Jun 06, 2014  |  Branco Kuznar  |  news | 0 Comments

In a move that signals more companies are comfortable taking on more risk in order to expand their operations, corporations are engaging in hostile mergers and acquisitions activity at the highest rate since the recession.

According to Reuters, the number of hostile M&A deals, or those that come to fruition despite objections from the target company's management, rose to 7 percent of all M&A activity recorded so far in 2014. This marks the highest proportion of global dealmaking since 2007. In the same period last year, this percentage came in at a much lower 1 percent.

The figures, gathered by Dealogic, showed the value of hostile M&A activity for 2014 currently stands at $273.4 billion, compared to last year's $70.6 billion. In the same period in 2007, the value of these deals rose to $377.4 billion.

Many experts believe the jump in unsolicited takeovers can be explained simply by the strong performance of global M&A overall so far this year.

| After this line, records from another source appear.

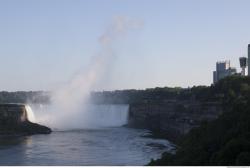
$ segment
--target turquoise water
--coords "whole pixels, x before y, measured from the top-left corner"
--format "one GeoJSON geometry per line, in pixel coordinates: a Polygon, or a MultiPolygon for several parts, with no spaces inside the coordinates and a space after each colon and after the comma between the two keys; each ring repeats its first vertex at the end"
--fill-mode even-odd
{"type": "Polygon", "coordinates": [[[164,151],[167,140],[146,138],[148,131],[131,128],[55,131],[0,139],[0,165],[145,165],[164,151]]]}

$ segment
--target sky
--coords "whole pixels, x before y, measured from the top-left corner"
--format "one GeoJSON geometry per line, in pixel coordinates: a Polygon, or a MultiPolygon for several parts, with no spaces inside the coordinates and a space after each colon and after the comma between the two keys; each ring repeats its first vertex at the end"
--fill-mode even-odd
{"type": "Polygon", "coordinates": [[[249,0],[0,0],[0,90],[51,90],[89,66],[114,17],[143,22],[113,45],[95,90],[210,85],[247,56],[249,0]]]}

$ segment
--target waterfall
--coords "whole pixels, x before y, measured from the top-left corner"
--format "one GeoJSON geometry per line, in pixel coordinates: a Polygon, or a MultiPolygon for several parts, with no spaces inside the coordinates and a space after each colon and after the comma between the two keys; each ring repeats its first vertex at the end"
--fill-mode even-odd
{"type": "Polygon", "coordinates": [[[85,107],[83,110],[77,114],[69,113],[67,120],[62,120],[60,113],[53,115],[49,105],[32,105],[37,117],[36,122],[57,130],[120,127],[128,122],[128,104],[83,104],[83,106],[85,107]]]}
{"type": "Polygon", "coordinates": [[[25,105],[26,113],[27,113],[27,118],[30,122],[36,122],[35,115],[29,105],[25,105]]]}
{"type": "Polygon", "coordinates": [[[120,127],[128,122],[129,105],[90,105],[86,123],[93,127],[120,127]]]}

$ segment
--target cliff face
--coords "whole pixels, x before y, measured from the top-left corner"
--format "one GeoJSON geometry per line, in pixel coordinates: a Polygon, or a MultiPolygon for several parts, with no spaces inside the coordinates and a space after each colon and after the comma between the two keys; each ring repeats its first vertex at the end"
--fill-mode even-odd
{"type": "Polygon", "coordinates": [[[222,107],[216,102],[172,100],[161,104],[131,104],[128,125],[176,140],[202,121],[214,120],[221,113],[222,107]]]}
{"type": "Polygon", "coordinates": [[[0,135],[49,134],[51,129],[28,120],[23,104],[0,104],[0,135]]]}

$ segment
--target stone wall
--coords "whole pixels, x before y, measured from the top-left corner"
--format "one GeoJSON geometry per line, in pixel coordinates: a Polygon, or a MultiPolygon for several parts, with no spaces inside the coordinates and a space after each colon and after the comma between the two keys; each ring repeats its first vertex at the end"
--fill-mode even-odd
{"type": "Polygon", "coordinates": [[[221,104],[217,102],[172,100],[161,104],[131,104],[128,126],[149,129],[174,141],[221,113],[221,104]]]}

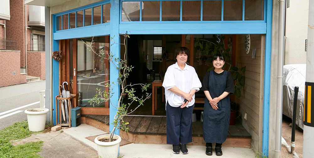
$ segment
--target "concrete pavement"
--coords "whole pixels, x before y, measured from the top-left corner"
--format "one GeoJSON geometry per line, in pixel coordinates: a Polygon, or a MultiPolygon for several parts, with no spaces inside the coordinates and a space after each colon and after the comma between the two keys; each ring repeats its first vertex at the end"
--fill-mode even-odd
{"type": "MultiPolygon", "coordinates": [[[[44,142],[42,150],[38,154],[45,158],[98,157],[96,144],[85,138],[104,134],[105,132],[86,124],[62,130],[62,132],[59,130],[33,135],[16,141],[14,144],[42,140],[44,142]]],[[[187,147],[189,154],[183,155],[173,154],[171,145],[131,144],[121,147],[120,153],[124,155],[124,158],[255,157],[252,150],[248,148],[224,147],[223,145],[224,155],[217,156],[214,152],[212,156],[207,155],[204,146],[188,145],[187,147]]]]}

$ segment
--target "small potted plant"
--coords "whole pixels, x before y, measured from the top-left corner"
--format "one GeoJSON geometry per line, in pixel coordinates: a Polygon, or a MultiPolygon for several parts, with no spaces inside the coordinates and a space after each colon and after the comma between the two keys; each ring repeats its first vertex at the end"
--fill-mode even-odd
{"type": "Polygon", "coordinates": [[[31,108],[25,110],[27,115],[28,128],[30,131],[39,132],[45,129],[46,115],[49,111],[47,108],[31,108]]]}
{"type": "MultiPolygon", "coordinates": [[[[112,54],[109,53],[107,54],[109,58],[106,58],[106,54],[105,53],[100,53],[103,51],[96,51],[94,49],[93,45],[94,42],[92,40],[91,42],[85,43],[89,49],[90,49],[90,51],[93,52],[98,56],[108,59],[111,62],[113,62],[112,63],[114,64],[117,63],[116,65],[114,64],[114,65],[116,68],[119,70],[117,82],[121,87],[121,92],[119,98],[118,105],[113,106],[117,109],[117,113],[114,117],[112,123],[114,126],[113,129],[111,131],[110,131],[109,134],[100,135],[96,137],[95,140],[95,143],[97,145],[97,150],[100,158],[112,158],[117,157],[121,139],[119,136],[115,134],[114,133],[116,130],[119,130],[127,132],[128,128],[127,128],[126,126],[129,123],[125,122],[123,120],[123,118],[126,115],[134,111],[140,106],[143,105],[144,101],[150,97],[151,95],[146,93],[146,95],[145,96],[143,96],[138,97],[135,96],[134,94],[135,92],[135,89],[132,88],[133,87],[135,86],[140,86],[141,87],[142,92],[143,92],[144,91],[147,90],[147,87],[149,86],[150,84],[126,84],[126,80],[128,77],[129,73],[133,68],[132,66],[128,65],[126,57],[127,48],[125,44],[125,41],[126,38],[129,38],[129,36],[126,34],[120,34],[119,35],[124,37],[124,43],[118,44],[123,45],[124,46],[124,50],[125,50],[123,60],[114,58],[112,54]],[[127,89],[128,87],[129,87],[129,89],[127,89]],[[122,103],[123,98],[126,96],[127,96],[128,99],[131,100],[131,103],[128,103],[127,105],[122,103]],[[129,112],[128,111],[129,108],[133,104],[136,104],[136,106],[134,109],[130,110],[129,112]]],[[[113,38],[111,38],[111,40],[113,40],[113,38]]],[[[114,44],[115,43],[116,43],[114,42],[114,44]]],[[[112,90],[112,86],[116,83],[112,82],[111,84],[109,83],[106,84],[105,86],[108,87],[108,92],[102,91],[100,89],[96,88],[96,94],[92,98],[89,100],[89,103],[94,106],[95,104],[99,104],[110,100],[112,96],[112,94],[111,93],[112,90]]]]}

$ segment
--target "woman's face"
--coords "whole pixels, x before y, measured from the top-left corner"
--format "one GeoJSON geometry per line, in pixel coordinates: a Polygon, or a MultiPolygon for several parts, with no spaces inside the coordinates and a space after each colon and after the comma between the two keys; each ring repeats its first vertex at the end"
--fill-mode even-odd
{"type": "Polygon", "coordinates": [[[213,65],[216,69],[221,69],[225,65],[225,61],[221,59],[219,59],[219,57],[217,57],[217,59],[213,61],[213,65]]]}
{"type": "Polygon", "coordinates": [[[187,55],[184,54],[180,54],[177,55],[176,59],[178,63],[185,63],[187,61],[187,55]]]}

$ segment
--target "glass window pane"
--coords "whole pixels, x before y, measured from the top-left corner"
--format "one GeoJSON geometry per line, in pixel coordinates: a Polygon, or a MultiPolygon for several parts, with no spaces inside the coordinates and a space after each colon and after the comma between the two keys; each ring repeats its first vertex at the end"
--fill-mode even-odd
{"type": "Polygon", "coordinates": [[[77,12],[76,15],[76,27],[83,26],[83,11],[81,10],[77,12]]]}
{"type": "Polygon", "coordinates": [[[203,20],[221,20],[221,1],[203,1],[203,20]]]}
{"type": "Polygon", "coordinates": [[[242,1],[224,1],[224,20],[242,20],[242,1]]]}
{"type": "MultiPolygon", "coordinates": [[[[100,38],[104,39],[104,37],[100,38]]],[[[109,37],[107,41],[109,41],[109,37]]],[[[89,100],[96,94],[96,88],[101,91],[108,92],[109,89],[105,85],[109,81],[110,77],[110,63],[108,59],[95,55],[94,51],[100,54],[105,54],[106,58],[109,48],[109,44],[106,40],[95,41],[92,45],[92,49],[85,45],[82,39],[77,40],[77,81],[78,90],[81,99],[79,100],[79,105],[86,107],[104,107],[109,106],[108,102],[102,103],[94,106],[88,103],[89,100]],[[85,104],[83,105],[83,104],[85,104]]],[[[88,45],[91,43],[84,41],[88,45]]]]}
{"type": "Polygon", "coordinates": [[[162,1],[161,20],[180,21],[180,1],[162,1]]]}
{"type": "Polygon", "coordinates": [[[92,24],[92,8],[85,9],[85,19],[84,21],[85,26],[92,24]]]}
{"type": "Polygon", "coordinates": [[[68,19],[68,14],[63,15],[63,29],[67,29],[69,27],[69,19],[68,19]]]}
{"type": "Polygon", "coordinates": [[[62,29],[62,19],[61,18],[61,16],[59,16],[56,17],[56,21],[57,22],[58,24],[57,25],[57,31],[61,30],[62,29]]]}
{"type": "Polygon", "coordinates": [[[75,12],[70,13],[70,28],[75,28],[75,12]]]}
{"type": "Polygon", "coordinates": [[[100,23],[101,20],[101,6],[94,8],[94,16],[93,18],[93,24],[97,25],[100,23]]]}
{"type": "Polygon", "coordinates": [[[110,8],[111,4],[106,4],[103,5],[103,23],[109,23],[110,22],[110,8]]]}
{"type": "Polygon", "coordinates": [[[142,4],[142,20],[159,21],[160,17],[160,1],[143,1],[142,4]]]}
{"type": "Polygon", "coordinates": [[[244,20],[264,20],[264,0],[245,1],[244,20]]]}
{"type": "Polygon", "coordinates": [[[139,2],[122,2],[122,21],[139,21],[139,2]]]}
{"type": "Polygon", "coordinates": [[[201,1],[182,1],[182,21],[201,20],[201,1]]]}

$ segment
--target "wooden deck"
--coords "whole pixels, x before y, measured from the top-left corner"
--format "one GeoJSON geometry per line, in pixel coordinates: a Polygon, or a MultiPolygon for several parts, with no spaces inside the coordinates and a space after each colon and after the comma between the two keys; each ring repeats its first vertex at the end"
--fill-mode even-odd
{"type": "MultiPolygon", "coordinates": [[[[106,132],[109,131],[109,115],[82,115],[82,123],[86,124],[106,132]]],[[[127,133],[121,131],[123,138],[137,144],[166,144],[166,120],[165,116],[127,116],[125,121],[129,122],[127,133]]],[[[192,123],[191,144],[204,145],[202,123],[192,123]]],[[[224,145],[249,148],[251,136],[241,124],[230,126],[224,145]]]]}

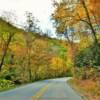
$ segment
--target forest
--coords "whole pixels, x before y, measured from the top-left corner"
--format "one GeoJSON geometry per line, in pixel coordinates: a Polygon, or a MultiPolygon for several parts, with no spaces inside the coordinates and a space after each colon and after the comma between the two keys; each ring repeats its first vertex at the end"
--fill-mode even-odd
{"type": "Polygon", "coordinates": [[[73,88],[89,100],[100,100],[100,1],[55,0],[53,7],[53,26],[64,39],[42,33],[30,12],[23,29],[9,16],[0,17],[0,91],[73,77],[73,88]]]}

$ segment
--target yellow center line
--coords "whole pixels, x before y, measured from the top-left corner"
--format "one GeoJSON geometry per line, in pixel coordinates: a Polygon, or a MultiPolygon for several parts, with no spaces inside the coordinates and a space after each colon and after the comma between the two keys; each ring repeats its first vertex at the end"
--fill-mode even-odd
{"type": "Polygon", "coordinates": [[[50,83],[45,85],[40,91],[38,91],[31,100],[39,100],[39,98],[47,91],[48,87],[50,86],[50,83]]]}

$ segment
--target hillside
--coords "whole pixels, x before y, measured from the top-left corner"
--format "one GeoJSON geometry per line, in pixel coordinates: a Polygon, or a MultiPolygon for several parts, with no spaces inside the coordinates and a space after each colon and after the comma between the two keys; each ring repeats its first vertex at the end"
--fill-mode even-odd
{"type": "Polygon", "coordinates": [[[63,41],[27,33],[0,19],[0,46],[0,61],[6,51],[0,72],[0,81],[5,80],[5,85],[8,81],[9,85],[23,84],[67,75],[67,49],[63,41]]]}

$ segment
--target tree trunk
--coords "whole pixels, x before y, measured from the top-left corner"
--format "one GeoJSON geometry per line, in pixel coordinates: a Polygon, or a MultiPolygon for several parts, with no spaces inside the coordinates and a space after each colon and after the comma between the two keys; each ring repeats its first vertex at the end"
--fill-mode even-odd
{"type": "Polygon", "coordinates": [[[91,22],[91,18],[90,18],[90,15],[89,15],[89,11],[88,11],[88,8],[86,7],[86,4],[85,4],[84,0],[82,0],[82,5],[83,5],[83,7],[85,9],[85,12],[86,12],[86,15],[87,15],[87,19],[89,21],[89,26],[91,28],[91,31],[92,31],[92,34],[93,34],[93,37],[94,37],[94,43],[96,44],[98,42],[97,37],[96,37],[96,31],[93,28],[93,25],[92,25],[92,22],[91,22]]]}
{"type": "Polygon", "coordinates": [[[9,34],[8,40],[7,40],[6,44],[5,44],[3,56],[2,56],[2,58],[1,58],[1,63],[0,63],[0,71],[1,71],[2,66],[3,66],[3,64],[4,64],[4,60],[5,60],[5,57],[6,57],[6,54],[7,54],[7,50],[8,50],[8,47],[9,47],[9,45],[10,45],[10,42],[11,42],[11,40],[12,40],[13,35],[14,35],[14,33],[10,33],[10,34],[9,34]]]}

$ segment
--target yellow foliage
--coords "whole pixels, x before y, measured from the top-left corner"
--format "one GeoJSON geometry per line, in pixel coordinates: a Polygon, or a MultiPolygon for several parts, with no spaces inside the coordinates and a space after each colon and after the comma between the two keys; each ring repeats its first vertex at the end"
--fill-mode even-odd
{"type": "Polygon", "coordinates": [[[63,60],[59,57],[53,57],[51,59],[51,64],[53,66],[53,69],[59,69],[63,65],[63,60]]]}

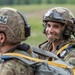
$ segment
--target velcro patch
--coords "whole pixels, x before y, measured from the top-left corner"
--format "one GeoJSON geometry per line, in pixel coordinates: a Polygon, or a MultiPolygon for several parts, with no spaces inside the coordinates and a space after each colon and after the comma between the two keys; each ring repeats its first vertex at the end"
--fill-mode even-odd
{"type": "Polygon", "coordinates": [[[0,16],[0,24],[7,24],[8,16],[0,16]]]}

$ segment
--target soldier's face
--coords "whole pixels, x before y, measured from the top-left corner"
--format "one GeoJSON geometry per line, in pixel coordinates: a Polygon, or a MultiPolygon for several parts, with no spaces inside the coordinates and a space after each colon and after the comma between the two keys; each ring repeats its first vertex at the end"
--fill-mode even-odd
{"type": "Polygon", "coordinates": [[[62,25],[56,22],[47,22],[46,24],[46,36],[49,42],[54,42],[60,38],[62,25]]]}

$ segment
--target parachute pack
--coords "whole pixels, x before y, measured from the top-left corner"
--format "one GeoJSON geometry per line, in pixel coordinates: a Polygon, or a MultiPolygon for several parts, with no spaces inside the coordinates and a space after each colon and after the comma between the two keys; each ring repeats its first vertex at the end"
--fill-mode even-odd
{"type": "MultiPolygon", "coordinates": [[[[19,47],[19,46],[18,46],[19,47]]],[[[9,52],[2,55],[2,59],[8,60],[12,58],[16,58],[18,60],[21,60],[27,65],[30,65],[34,69],[34,75],[75,75],[75,68],[59,59],[55,54],[39,50],[38,48],[32,47],[33,53],[32,57],[25,51],[27,50],[27,47],[29,47],[26,44],[22,44],[19,48],[15,47],[16,52],[9,52]],[[54,61],[47,61],[42,60],[39,58],[35,58],[35,53],[50,56],[54,58],[54,61]]]]}

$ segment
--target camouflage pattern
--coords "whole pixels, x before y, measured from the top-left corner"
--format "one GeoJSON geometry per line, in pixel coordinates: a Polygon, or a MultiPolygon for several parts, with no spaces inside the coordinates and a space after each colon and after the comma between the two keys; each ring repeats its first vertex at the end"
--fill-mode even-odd
{"type": "Polygon", "coordinates": [[[25,40],[24,21],[13,8],[0,9],[0,31],[4,32],[9,43],[25,40]]]}
{"type": "Polygon", "coordinates": [[[17,59],[0,64],[0,75],[34,75],[33,69],[17,59]]]}
{"type": "MultiPolygon", "coordinates": [[[[69,43],[68,41],[61,42],[61,43],[57,46],[56,50],[55,50],[54,52],[52,52],[52,53],[56,54],[60,48],[62,48],[64,45],[66,45],[66,44],[68,44],[68,43],[69,43]]],[[[51,44],[50,42],[46,41],[45,43],[40,44],[40,45],[39,45],[39,48],[40,48],[40,49],[43,49],[43,50],[50,51],[51,46],[52,46],[52,44],[51,44]]],[[[59,55],[58,55],[58,57],[61,58],[59,55]]],[[[52,60],[52,58],[45,57],[45,56],[39,56],[39,58],[42,58],[42,59],[45,59],[45,60],[50,60],[50,61],[52,60]]],[[[65,54],[64,57],[61,58],[61,59],[65,60],[66,62],[68,62],[68,63],[70,63],[70,64],[72,64],[72,65],[75,66],[75,46],[72,47],[72,48],[68,51],[68,53],[65,54]]]]}
{"type": "Polygon", "coordinates": [[[43,22],[54,21],[65,25],[72,25],[74,23],[73,19],[74,16],[70,10],[64,7],[55,7],[47,11],[43,17],[43,22]]]}

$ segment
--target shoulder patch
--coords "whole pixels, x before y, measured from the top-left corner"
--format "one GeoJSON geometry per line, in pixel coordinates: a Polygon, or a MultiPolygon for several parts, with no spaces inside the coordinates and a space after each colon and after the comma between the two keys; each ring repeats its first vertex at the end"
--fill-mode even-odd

However, many believe there are many elements at play in the current environment that could be contributing to the higher numbers.

"My personal take is there are a lot of companies with cheap valuations that have seen sustained pressure leading heavy discounted share prices," Evan Lucas, a market strategist with brokerage firm IG, told CNBC. "A hostile bid can push boards and shareholders to accept what can be low-ball price - there is no doubt there are some cashed up creditors looking to cash in now for the expected upticks over the coming three years."

Companies putting up their defenses
The rise of hostile M&A may suggest that companies are more willing to accept higher levels of risk, however, acquirers are still keeping in mind the defense strategies target companies are employing.

According to Financial News, in the UK, target companies are benefiting from the Takeover Code, which stipulates that foreign buyers entering the UK M&A market only have 28 days to formulate a financing package, convince investors a particular deal is sound and move forward with the deal.

However, despite target companies putting up their stockades, hostile deals may continue to rise as shareholder activism pushes investors toward greater M&A activity.